A Touch of Spice (2003)
Politiki Kouzina: if you are in love with Greek cuisine this is the book for you. There are only a few copies still available, the publisher is no longer operating. And of course, you need to know Dimotiki, otherwise you'll enjoy the images of various dishes, without being able to follow the recipes.
I love Greek cuisine, I love it enormously and I remember the great brunches I used to have at a Greek restaurant in Clarendon, one of the towns from Arlington County. The tables were full of all kind of good stuff, dolmades, eggplant salad (baba ghanoush, if you know the term, though the Greek name is different) and backed eggplant, stuffed peppers, taramosalata and tzatziki, fasolatha and gigandes plaki, souvlaki and keftedakia, and moussaka, cheese of all ways, and salami, black and green olives, fish prepared in many ways, and many, many other dishes. That restaurant is no more, but there are other nice Greek restaurants in the greater DC area (one of them, that I highly recommend, is the PanAm Family Restaurant on Nutley Street, in Fairfax) .
All this stuff is also in the Turkish cuisine, both are very similar (and they have a strong resemblance with the cuisine of all other Balkan countries, Romania included, and also with all countries in Mid Orient). I used to go on any given Saturday night in a Turkish restaurant in Bethesda (also the DC area), they were making there a great seafood chowder, and I was adding a glass of Mukuzani. But they were having also musakka and pilaf, and salads, and chopped meat, and minced meat and lots of other dishes, and sauces, and spices, and above all their coffee, their wonderful Türk kahvesi (I knew it with their Romanian names, either cafea gingirlie, or cafea cu caimac, or cafea la ibric). That's a restaurant that also ran out of business, I miss it.
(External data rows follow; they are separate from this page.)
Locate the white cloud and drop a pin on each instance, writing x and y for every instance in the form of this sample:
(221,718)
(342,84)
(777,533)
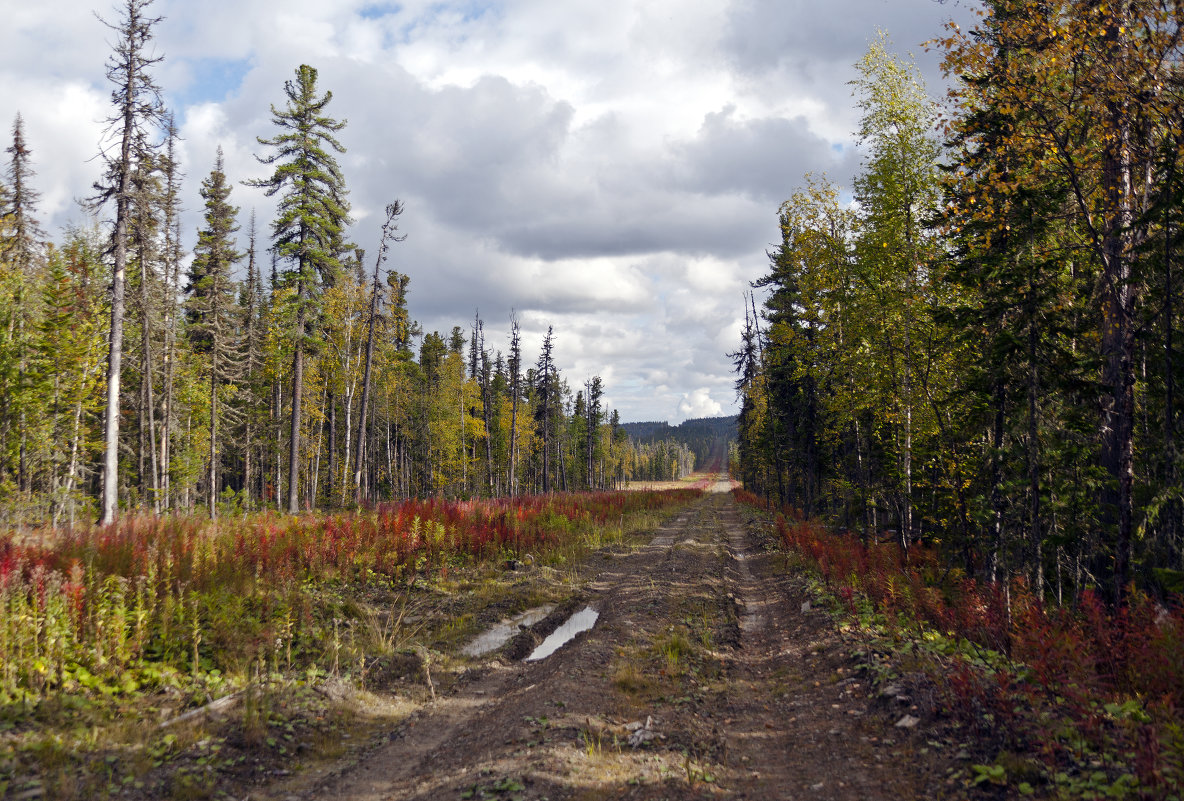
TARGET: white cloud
(699,404)
(607,167)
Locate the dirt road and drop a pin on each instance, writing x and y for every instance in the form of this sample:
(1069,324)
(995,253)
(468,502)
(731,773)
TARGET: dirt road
(706,676)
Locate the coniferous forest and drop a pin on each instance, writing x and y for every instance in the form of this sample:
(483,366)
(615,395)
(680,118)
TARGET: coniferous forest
(271,366)
(982,350)
(261,533)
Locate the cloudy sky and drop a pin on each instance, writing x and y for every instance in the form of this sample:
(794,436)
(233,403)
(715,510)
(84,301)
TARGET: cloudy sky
(609,167)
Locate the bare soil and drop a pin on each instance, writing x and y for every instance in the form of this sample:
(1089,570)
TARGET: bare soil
(707,644)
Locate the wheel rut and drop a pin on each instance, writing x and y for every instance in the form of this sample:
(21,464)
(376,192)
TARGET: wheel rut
(703,678)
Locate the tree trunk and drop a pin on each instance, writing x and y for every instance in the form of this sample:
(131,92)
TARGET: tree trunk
(297,389)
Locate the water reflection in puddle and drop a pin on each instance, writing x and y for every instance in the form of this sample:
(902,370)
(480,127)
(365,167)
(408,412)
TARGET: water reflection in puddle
(500,633)
(580,621)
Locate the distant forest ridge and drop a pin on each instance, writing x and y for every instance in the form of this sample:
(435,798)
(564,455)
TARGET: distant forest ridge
(705,437)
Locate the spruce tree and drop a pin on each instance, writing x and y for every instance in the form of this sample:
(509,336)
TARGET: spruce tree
(137,105)
(308,230)
(211,305)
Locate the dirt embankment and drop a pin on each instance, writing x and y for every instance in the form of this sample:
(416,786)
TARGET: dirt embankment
(707,674)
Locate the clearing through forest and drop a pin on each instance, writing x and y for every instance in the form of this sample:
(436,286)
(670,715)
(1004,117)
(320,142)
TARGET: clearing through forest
(707,674)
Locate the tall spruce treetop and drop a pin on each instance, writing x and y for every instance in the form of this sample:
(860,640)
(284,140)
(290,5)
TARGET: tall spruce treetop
(309,220)
(211,288)
(137,105)
(313,212)
(21,247)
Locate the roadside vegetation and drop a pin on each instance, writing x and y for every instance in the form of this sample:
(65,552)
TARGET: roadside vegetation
(173,657)
(1050,701)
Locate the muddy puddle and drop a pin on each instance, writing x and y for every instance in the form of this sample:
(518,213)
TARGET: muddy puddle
(580,621)
(500,633)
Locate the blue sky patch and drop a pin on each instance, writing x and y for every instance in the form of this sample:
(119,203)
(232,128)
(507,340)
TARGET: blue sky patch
(212,79)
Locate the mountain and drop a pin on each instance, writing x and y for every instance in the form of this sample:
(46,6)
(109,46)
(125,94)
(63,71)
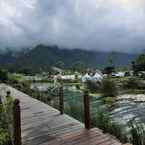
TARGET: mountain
(43,57)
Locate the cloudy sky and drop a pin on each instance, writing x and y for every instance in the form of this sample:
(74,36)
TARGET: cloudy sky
(90,24)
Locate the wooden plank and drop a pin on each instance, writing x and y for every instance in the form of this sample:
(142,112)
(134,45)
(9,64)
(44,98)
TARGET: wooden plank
(43,125)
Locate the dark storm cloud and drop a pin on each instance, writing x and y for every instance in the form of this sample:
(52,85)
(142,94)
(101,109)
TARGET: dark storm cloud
(89,24)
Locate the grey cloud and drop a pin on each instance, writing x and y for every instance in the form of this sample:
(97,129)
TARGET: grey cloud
(89,24)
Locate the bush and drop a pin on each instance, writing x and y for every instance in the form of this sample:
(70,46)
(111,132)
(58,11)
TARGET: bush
(4,135)
(108,88)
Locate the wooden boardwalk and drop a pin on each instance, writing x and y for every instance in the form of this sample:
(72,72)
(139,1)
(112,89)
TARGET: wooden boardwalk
(43,125)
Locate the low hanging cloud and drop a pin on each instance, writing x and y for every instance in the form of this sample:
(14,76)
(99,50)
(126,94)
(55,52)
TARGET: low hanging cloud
(105,25)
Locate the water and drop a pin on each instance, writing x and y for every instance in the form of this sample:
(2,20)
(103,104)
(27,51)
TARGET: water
(125,109)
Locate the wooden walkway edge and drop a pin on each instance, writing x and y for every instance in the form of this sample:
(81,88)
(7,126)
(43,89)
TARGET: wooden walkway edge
(43,125)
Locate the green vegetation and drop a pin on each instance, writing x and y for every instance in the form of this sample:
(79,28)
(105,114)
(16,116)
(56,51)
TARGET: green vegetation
(4,135)
(109,88)
(141,59)
(3,75)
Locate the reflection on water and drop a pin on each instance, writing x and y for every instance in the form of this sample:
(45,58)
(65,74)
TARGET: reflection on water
(124,109)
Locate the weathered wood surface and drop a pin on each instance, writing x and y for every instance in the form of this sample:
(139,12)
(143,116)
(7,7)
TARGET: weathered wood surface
(43,125)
Which is the best of them? There is only one answer: you'll find it in Istanbul. It's Politiki Kouzina, the term has double meaning. Politiki Kouzina is the Cuisine of the Polis, because the Great City of Constantine, Constantinopolis, is unique: it is THE City, THE Polis. Politiki Kouzina means also political cuisine (or politics through cuisine), as the relations between Greeks and Turks have always been so complicated that everything there cannot exist without a heavy political dimension.
image from the book
I watched yesterday a Greek movie from 2003, Politiki Kouzina (the English title is A Touch of Spice): a movie about politics and about cuisine. It's about Greeks who used to live in Istanbul and have been forced to leave for Greece, due to the complicated political contentious between the two countries. They moved to Greece and remained nostalgic for their lost Polis, and a way to keep their distinct identity was Politiki Kouzina: the dishes they went on preparing exactly like in Istanbul. The same spices, in the same proportions, giving the same flavors. Their touch of spice, their Constantinopolitan touch.
A movie calling in mind Cinema Paradiso, full of nostalgia. I have read the reviews to this movie. Most of them were enthusiastic. I'm sorry to say I did not appreciate very much the realization. When you tell its story it sounds great, while the movie itself seemed to me artistically flawed. Maybe too one-sided politically (though very decent), maybe somehow irresolute, like not knowing what turn to take in the unfolding of the plot, maybe some solutions in the plot suffer from lack of consistency.
I am sorry to say that because I am fascinated by Istanbul: I haven't had the occasion to go there so far, it's one of my dearest dreams. And where A Touch of Spice definitely succeeds is in communicating a superb love for the Great City, for the Polis, and I will give you here just a scene which is, I think, the greatest in this movie. It's one of those scenes that will remain in my memory for ever! This movie, for all its flaws, deserve to be watched for this scene. The three personages are gathered at the table (where else?) in their apartment in Athens. And the father is suddenly telling his love for the most beautiful city in the world. They have been forced to leave Istanbul many years ago, their souls still belong there.